Then comes the moment designed to crawl under your skin — literally. Just before the teaser cuts to black, a spider slowly emerges from the corpse’s mouth, offering the clearest signal yet that this Mummy will be grotesque, intimate, and deeply unsettling.
A cast stepping into darkness
The film stars Jack Reynor, Laia Costa, Verónica Falcón, and May Calamawy. While the teaser keeps character details deliberately vague, the focus appears to be on psychological horror rather than spectacle-driven set pieces.

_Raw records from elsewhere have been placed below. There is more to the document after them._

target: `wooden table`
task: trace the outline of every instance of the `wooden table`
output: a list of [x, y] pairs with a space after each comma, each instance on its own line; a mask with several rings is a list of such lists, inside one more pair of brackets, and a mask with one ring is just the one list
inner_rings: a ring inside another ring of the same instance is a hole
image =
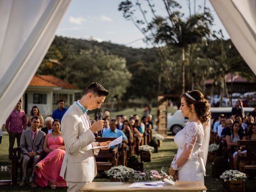
[[174, 185], [164, 185], [162, 188], [128, 188], [132, 184], [123, 182], [91, 182], [84, 186], [80, 191], [84, 192], [110, 191], [179, 191], [180, 192], [202, 192], [206, 190], [202, 182], [175, 182]]

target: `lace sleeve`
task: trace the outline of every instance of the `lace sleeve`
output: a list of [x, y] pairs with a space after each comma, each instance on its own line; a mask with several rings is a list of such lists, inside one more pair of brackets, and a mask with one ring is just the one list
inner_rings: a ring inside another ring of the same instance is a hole
[[183, 131], [185, 135], [183, 151], [178, 159], [174, 160], [171, 166], [175, 170], [181, 169], [186, 162], [190, 159], [195, 144], [199, 134], [198, 125], [190, 123], [188, 125]]

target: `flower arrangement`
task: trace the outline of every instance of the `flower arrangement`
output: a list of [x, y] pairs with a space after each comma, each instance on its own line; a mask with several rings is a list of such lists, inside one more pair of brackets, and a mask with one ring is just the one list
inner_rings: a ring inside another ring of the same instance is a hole
[[2, 184], [12, 184], [12, 174], [9, 168], [8, 168], [7, 166], [5, 167], [1, 166], [0, 170], [1, 171], [9, 171], [11, 178], [10, 180], [0, 180], [0, 183], [1, 183], [0, 185], [1, 185]]
[[244, 173], [237, 170], [228, 170], [223, 173], [220, 176], [223, 179], [224, 182], [231, 180], [243, 180], [246, 181], [247, 178], [246, 175]]
[[107, 175], [110, 178], [121, 179], [126, 175], [133, 174], [134, 171], [135, 171], [133, 169], [120, 165], [111, 168], [108, 171]]
[[128, 159], [128, 162], [130, 163], [140, 163], [141, 161], [140, 157], [137, 155], [132, 155]]
[[162, 141], [164, 139], [164, 138], [162, 135], [158, 133], [155, 133], [154, 134], [153, 134], [153, 135], [152, 135], [152, 136], [153, 136], [153, 138], [156, 140], [159, 140], [160, 141]]
[[154, 147], [152, 147], [149, 145], [142, 145], [139, 146], [139, 151], [145, 151], [152, 153], [154, 150], [155, 149]]
[[134, 182], [138, 181], [153, 181], [163, 180], [165, 178], [170, 179], [168, 175], [164, 172], [164, 168], [162, 167], [161, 172], [156, 170], [144, 172], [136, 171], [125, 166], [114, 167], [108, 171], [108, 176], [110, 178], [118, 178], [123, 182]]
[[212, 143], [209, 146], [208, 152], [213, 152], [214, 151], [216, 151], [219, 149], [219, 145], [217, 145], [215, 143]]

Blumhouse doubles down on horror roots
The reboot is being produced by Blumhouse Productions and Atomic Monster for New Line Cinema. Blumhouse has already found success breathing new life into classic monsters, most notably with The Invisible Man, while also experimenting with darker reinventions like Wolf Man.
Although the original Mummy films were born at Universal, this version marks a tonal reset rather than a nostalgic return.
From cursed priest to body horror
The franchise began with The Mummy, starring Boris Karloff, and later transformed into blockbuster adventure cinema with Brendan Fraser and Rachel Weisz in the late ’90s and early 2000s. A darker, more action-heavy reboot followed in 2017 with Tom Cruise, though it failed to launch the intended shared universe.
Cronin’s vision looks radically different. Best known for Evil Dead Rises, the director has made it clear this will be a full-blown horror experience.
“This will be unlike any ‘Mummy’ movie you’ve ever laid eyeballs on,” Cronin said when he came on board. “I’m digging deep into the earth to raise something very ancient and very frightening.”
Release date locked
The Mummy is scheduled to hit theatres on April 17, promising a version of the iconic monster that leans into decay, fear, and psychological torment rather than grand adventure.
Final words
With its minimalist teaser, disturbing imagery, and focus on slow-burning terror, The Mummy appears ready to finally reclaim its horror roots. If Cronin delivers on his promise, this won’t be a story about curses and chases — it’ll be about what happens when the past comes back wrong, and refuses to stay buried.